Dirinya menyebutkan delapan balita itu, dua balita berasal dari Kelurahan Kalibanteng, sedangkan Gayamsari, Bendungan, Muktiharjo, Poncol, Bulu Lor, dan Ngaliyan masing-masing satu balita.

Tiga dari delapan balita yang mengalami gizi buruk tersebut, kata Niken, disertai pula dengan penyakit lainnya, seperti anemia, tuberkulosis (TBC), dan penyakit pernafasan.

Terkait kasus gizi buruk, dirinya menyebutkan, sepanjang 2010 telah ditemukan sebanyak 39 kasus, dengan 34 kasus baru dan lima kasus lainnya merupakan sejak 2009 dan belum selesai ditangani.

"Kalau jumlah keseluruhan balita yang ada di Semarang sebanyak 112.972 anak, karena itu kami terus optimalkan penanganan terhadap delapan balita yang terkena gizi buruk ini," katanya.

Menurutnya, kasus gizi buruk umumnya ditemukan pada keluarga yang tergolong tidak mampu sehingga tak mampu memenuhi ketercukupan asupan gizi terhadap anaknya.

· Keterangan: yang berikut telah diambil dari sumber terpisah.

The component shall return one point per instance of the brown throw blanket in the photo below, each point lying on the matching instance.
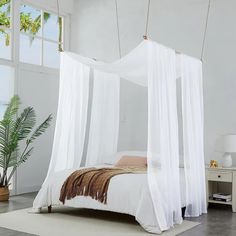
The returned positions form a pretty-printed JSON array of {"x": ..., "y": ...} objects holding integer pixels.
[{"x": 92, "y": 182}]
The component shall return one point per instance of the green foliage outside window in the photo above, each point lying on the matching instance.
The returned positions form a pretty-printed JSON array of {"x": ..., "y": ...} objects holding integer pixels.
[{"x": 27, "y": 23}]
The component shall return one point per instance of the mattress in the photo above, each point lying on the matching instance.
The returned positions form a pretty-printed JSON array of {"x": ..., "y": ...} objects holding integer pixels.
[{"x": 127, "y": 193}]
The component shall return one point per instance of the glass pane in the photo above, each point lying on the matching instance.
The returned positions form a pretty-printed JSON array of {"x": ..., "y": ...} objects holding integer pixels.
[
  {"x": 5, "y": 13},
  {"x": 30, "y": 20},
  {"x": 6, "y": 87},
  {"x": 5, "y": 44},
  {"x": 52, "y": 28},
  {"x": 51, "y": 57},
  {"x": 30, "y": 49}
]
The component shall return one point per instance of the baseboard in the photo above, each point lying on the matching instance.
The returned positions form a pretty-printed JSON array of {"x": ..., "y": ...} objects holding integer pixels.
[{"x": 27, "y": 189}]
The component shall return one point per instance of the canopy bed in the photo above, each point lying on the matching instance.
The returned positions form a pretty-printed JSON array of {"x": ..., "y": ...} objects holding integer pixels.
[
  {"x": 87, "y": 127},
  {"x": 154, "y": 197}
]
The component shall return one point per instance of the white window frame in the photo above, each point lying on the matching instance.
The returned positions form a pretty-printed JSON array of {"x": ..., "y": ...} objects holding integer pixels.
[
  {"x": 15, "y": 63},
  {"x": 15, "y": 38}
]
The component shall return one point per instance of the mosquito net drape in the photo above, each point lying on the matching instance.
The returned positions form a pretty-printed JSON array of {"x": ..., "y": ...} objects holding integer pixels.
[{"x": 156, "y": 67}]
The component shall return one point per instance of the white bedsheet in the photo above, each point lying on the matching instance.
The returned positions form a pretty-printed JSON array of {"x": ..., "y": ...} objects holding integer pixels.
[{"x": 127, "y": 193}]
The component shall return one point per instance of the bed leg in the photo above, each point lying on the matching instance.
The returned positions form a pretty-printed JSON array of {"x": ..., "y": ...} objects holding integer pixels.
[{"x": 50, "y": 209}]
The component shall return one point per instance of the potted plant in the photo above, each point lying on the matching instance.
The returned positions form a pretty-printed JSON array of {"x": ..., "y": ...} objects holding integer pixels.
[{"x": 14, "y": 129}]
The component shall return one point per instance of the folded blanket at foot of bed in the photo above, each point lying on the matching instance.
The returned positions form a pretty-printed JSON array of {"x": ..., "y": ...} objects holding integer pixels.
[{"x": 93, "y": 182}]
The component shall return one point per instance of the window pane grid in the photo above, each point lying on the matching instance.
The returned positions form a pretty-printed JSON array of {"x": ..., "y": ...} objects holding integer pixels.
[{"x": 48, "y": 37}]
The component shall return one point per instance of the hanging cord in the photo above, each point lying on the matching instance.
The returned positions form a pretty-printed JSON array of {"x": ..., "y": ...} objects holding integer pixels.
[
  {"x": 145, "y": 36},
  {"x": 205, "y": 31},
  {"x": 60, "y": 30},
  {"x": 118, "y": 28}
]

Dirinya menjelaskan, penanganan balita bergizi buruk memerlukan langkah komprehensif dan pemeriksaan pada kedua orang tua, agar pemulihan kondisi mereka bisa dilakukan lebih optimal.

"Orang tua pun perlu menjalani terapi, sebab ada balita yang menderita kelainan bawaan. Kami terus lakukan pendampingan dan berharap jumlahnya terus mengalami penurunan setiap tahun," kata Niken.

Sementara itu, Kepala Bidang Kesehatan Keluarga Dinkes Kota Semarang, Purwati mengatakan sebenarnya ada dua jenis gangguan gizi yang diderita oleh balita.

"Yang pertama adalah `Kwashiorkor edema` yang ditandai dengan pembengkakan pada seluruh tubuh dan kedua, `marasmus` yang ditandai dengan kondisi tubuh yang kurus kering," katanya.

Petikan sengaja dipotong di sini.